Oggi, ma nel 1946, a Torino, sul quotidiano “La Nuova Stampa”, si chiudeva la pubblicazione della serie di articoli, iniziata l’1 giugno precedente, intitolata “Le memorie di un condannato a morte”, nella quale Luigi Federzoni, bolognese del 1878, tra l’altro presidente del Senato del regno d’Italia dal 29 aprile 1929 al 2 marzo 1939, anticipava il a puntate il contenuto del suo libro, proprio dal titolo “Memorie di un condannato a morte”, che sarebbe dovuto uscire, a breve giro, per i tipi dell’editore De Luigi di Roma. Saggio che, invece, rimarrà inedito per molto tempo e che poi verrà pubblicato, postumo, dalla casa editrice fiorentina Le Lettere, nel 2013.
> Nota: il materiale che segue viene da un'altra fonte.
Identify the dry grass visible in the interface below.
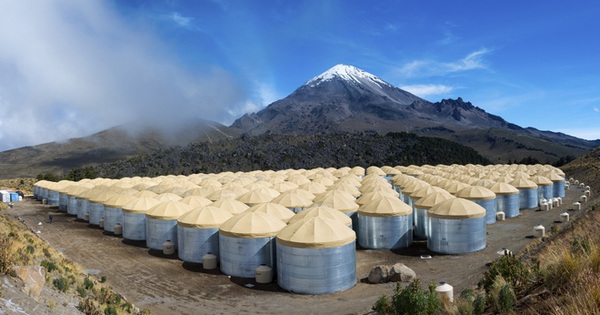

Nei pezzi firmati da Federzoni, l'autore faceva luce, secondo il suo personale punto di vista, sulla seduta del Gran consiglio del fascismo, del 25 luglio 1943, e sugli sviluppi successivi alla caduta di Benito Mussolini.

Fatti che si erano snodati con l’arresto, avvenuto proprio quel 25 luglio, la successiva prigionia, anche a Campo Imperatore, la liberazione, sul Gran Sasso, datata 12 settembre 1943, il ritorno al comando come capo della Repubblica sociale, creata il 23 settembre 1943, con indirizzo d'appoggio alla Germania nazista.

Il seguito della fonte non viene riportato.